Press Release

DBRS Changes Trend on PNC Financial Services Group to Positive from Stable; Confirms Ratings at A (high)

Banking Organizations
May 23, 2007

DBRS has today changed the trend for all ratings of PNC Financial Services Group, Inc. (PNC or the Company) and its subsidiaries to Positive from Stable. The trend change follows a review of the Company’s financial fundamentals and future prospects. At the same time, DBRS has confirmed the ratings of PNC and its subsidiaries, including the Company’s Issuer & Senior Debt rating, which remains at A (high).

The Positive trend recognizes PNC’s sustained above-peer group average operating results and profitability characteristics arising from a diverse and predominantly non-interest income-based revenue mix, as well as the Company’s substantially strengthened market shares in the attractive Washington, D.C., Maryland and northern Virginia markets following the acquisitions of Riggs National Bancorp and Mercantile Bancshares. In addition, PNC’s ratings take into account the Company’s low-risk profile, evidenced by a clean loan portfolio and other high-quality assets, robust liquidity position resulting from ample core deposits, and stronger than peer-median capitalization in spite of acquisition-related goodwill. Collectively, these characteristics underpin DBRS’s expectation that PNC will be able to sustain robust operating and financial fundamentals while maintaining a low risk profile in years to come, even when faced with severe competition in its markets.

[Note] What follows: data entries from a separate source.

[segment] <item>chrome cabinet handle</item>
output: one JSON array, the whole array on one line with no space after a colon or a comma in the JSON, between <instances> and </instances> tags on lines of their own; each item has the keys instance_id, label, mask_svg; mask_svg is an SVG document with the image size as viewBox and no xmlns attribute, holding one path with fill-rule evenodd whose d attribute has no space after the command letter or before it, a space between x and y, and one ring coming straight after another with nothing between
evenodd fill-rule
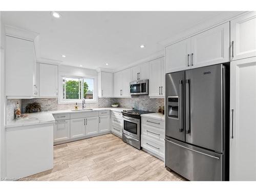
<instances>
[{"instance_id":1,"label":"chrome cabinet handle","mask_svg":"<svg viewBox=\"0 0 256 192\"><path fill-rule=\"evenodd\" d=\"M183 114L182 114L182 112L183 112L183 105L182 103L183 102L183 81L182 80L180 80L180 106L179 106L179 115L180 116L180 132L182 132L184 131L183 129Z\"/></svg>"},{"instance_id":2,"label":"chrome cabinet handle","mask_svg":"<svg viewBox=\"0 0 256 192\"><path fill-rule=\"evenodd\" d=\"M147 130L146 130L146 132L148 132L148 133L153 133L153 134L156 134L156 135L160 135L160 134L158 134L156 133L152 132L149 131L147 131Z\"/></svg>"},{"instance_id":3,"label":"chrome cabinet handle","mask_svg":"<svg viewBox=\"0 0 256 192\"><path fill-rule=\"evenodd\" d=\"M115 130L116 130L116 131L119 131L120 132L120 130L117 130L117 129L115 129L115 127L113 127L113 129L114 129Z\"/></svg>"},{"instance_id":4,"label":"chrome cabinet handle","mask_svg":"<svg viewBox=\"0 0 256 192\"><path fill-rule=\"evenodd\" d=\"M153 121L148 121L148 120L146 120L146 122L148 122L150 123L155 123L155 124L160 124L160 123L156 123L155 122L153 122Z\"/></svg>"},{"instance_id":5,"label":"chrome cabinet handle","mask_svg":"<svg viewBox=\"0 0 256 192\"><path fill-rule=\"evenodd\" d=\"M186 79L186 134L188 134L190 132L190 118L189 118L189 111L190 111L190 101L189 101L189 79Z\"/></svg>"},{"instance_id":6,"label":"chrome cabinet handle","mask_svg":"<svg viewBox=\"0 0 256 192\"><path fill-rule=\"evenodd\" d=\"M146 144L147 144L147 145L150 145L150 146L153 146L153 147L155 147L155 148L157 148L158 150L159 150L159 149L160 149L160 148L158 148L158 147L157 147L156 146L153 146L153 145L151 145L151 144L149 144L149 143L146 143Z\"/></svg>"},{"instance_id":7,"label":"chrome cabinet handle","mask_svg":"<svg viewBox=\"0 0 256 192\"><path fill-rule=\"evenodd\" d=\"M192 151L193 152L196 152L196 153L200 153L200 154L202 154L202 155L206 155L206 156L208 156L208 157L211 157L212 158L214 158L214 159L220 159L220 158L219 157L215 157L215 156L213 156L212 155L208 155L208 154L207 154L206 153L202 153L202 152L200 152L198 151L196 151L196 150L193 150L192 148L188 148L188 147L187 147L185 146L183 146L183 145L180 145L178 143L176 143L174 142L172 142L172 141L170 141L170 140L168 140L168 139L164 139L166 141L168 141L168 142L169 142L170 143L172 143L173 144L174 144L176 145L178 145L179 146L180 146L181 147L183 147L183 148L185 148L187 150L190 150L190 151Z\"/></svg>"},{"instance_id":8,"label":"chrome cabinet handle","mask_svg":"<svg viewBox=\"0 0 256 192\"><path fill-rule=\"evenodd\" d=\"M231 139L234 138L234 135L233 135L233 120L234 120L234 110L232 109L231 110Z\"/></svg>"},{"instance_id":9,"label":"chrome cabinet handle","mask_svg":"<svg viewBox=\"0 0 256 192\"><path fill-rule=\"evenodd\" d=\"M187 67L189 67L189 54L187 54Z\"/></svg>"}]
</instances>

DBRS considers the principal challenges facing PNC to be maintaining organic deposit and loan growth rates at levels commensurate with those of its peer group in a highly competitive footprint, and overcoming some scale disadvantages in custody and funds administration relative to the leading industry providers. As well, PNC’s operating efficiency in its retail banking business is lower than the median for its peer group; hence, it is a drag on consolidated earnings and profitability.

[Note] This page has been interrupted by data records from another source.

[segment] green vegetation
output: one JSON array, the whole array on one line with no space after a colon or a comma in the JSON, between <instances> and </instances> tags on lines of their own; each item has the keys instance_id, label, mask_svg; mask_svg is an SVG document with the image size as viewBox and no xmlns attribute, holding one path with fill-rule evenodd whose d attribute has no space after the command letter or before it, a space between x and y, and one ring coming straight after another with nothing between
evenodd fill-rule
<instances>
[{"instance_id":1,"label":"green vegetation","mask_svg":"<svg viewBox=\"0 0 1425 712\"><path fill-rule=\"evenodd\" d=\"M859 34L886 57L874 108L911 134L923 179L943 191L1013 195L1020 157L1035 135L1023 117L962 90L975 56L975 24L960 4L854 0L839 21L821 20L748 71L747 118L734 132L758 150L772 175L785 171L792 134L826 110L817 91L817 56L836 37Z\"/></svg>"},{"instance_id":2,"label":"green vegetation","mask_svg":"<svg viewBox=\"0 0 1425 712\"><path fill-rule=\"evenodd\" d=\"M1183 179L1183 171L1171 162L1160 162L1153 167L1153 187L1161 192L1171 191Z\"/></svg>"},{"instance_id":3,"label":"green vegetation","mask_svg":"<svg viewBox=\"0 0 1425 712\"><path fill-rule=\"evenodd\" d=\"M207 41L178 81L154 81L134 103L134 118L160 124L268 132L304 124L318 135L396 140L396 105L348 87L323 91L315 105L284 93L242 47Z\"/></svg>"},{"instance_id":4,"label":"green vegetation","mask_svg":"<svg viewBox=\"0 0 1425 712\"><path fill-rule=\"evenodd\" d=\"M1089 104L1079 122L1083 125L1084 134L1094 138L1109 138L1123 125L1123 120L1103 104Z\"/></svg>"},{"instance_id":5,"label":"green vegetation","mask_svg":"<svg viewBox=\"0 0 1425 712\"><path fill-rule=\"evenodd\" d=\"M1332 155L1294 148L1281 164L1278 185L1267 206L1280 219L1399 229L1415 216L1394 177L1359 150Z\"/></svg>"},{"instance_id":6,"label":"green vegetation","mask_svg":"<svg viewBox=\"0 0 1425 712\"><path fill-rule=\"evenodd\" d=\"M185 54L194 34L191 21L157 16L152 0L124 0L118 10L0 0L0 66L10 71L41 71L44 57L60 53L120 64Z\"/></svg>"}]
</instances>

PNC is a diversified financial services company that benefits from a well established community banking and deposit franchise with leading market shares in several states, a nationwide corporate and investment banking business, and a prominent role in providing processing and other services to investment managers in the United States and Europe. Although its stake in BlackRock – one of the leading investment management firms in the United States – has declined to about 35% as a result of a partial spin-off in 2006, the contribution of this business to PNC’s consolidated earnings is expected to increase in future years due to BlackRock’s much larger scale after its combination with Merrill Lynch’s investment management business. Non-interest income has been growing steadily in both absolute terms and as a percentage of net revenues, and currently exceeds two thirds of PNC’s net revenues. This strength, together with the diverse revenue mix and PNC’s powerful deposit franchise, accounts for the Company’s above-average earnings stability.

DBRS believes that sustained organic earnings growth in PNC’s principal businesses, successful conversion of its recent acquisitions and continued improvements in operating efficiency could lead to a rating upgrade. By contrast, declining earnings growth, lower profitability, weakening capital ratios and integration miscues could lead to negative rating action.

Notes:
The Trust Preferred Securities contain certain unique covenants that give them some equity-like characteristics.
All figures are in U.S. dollars unless otherwise noted.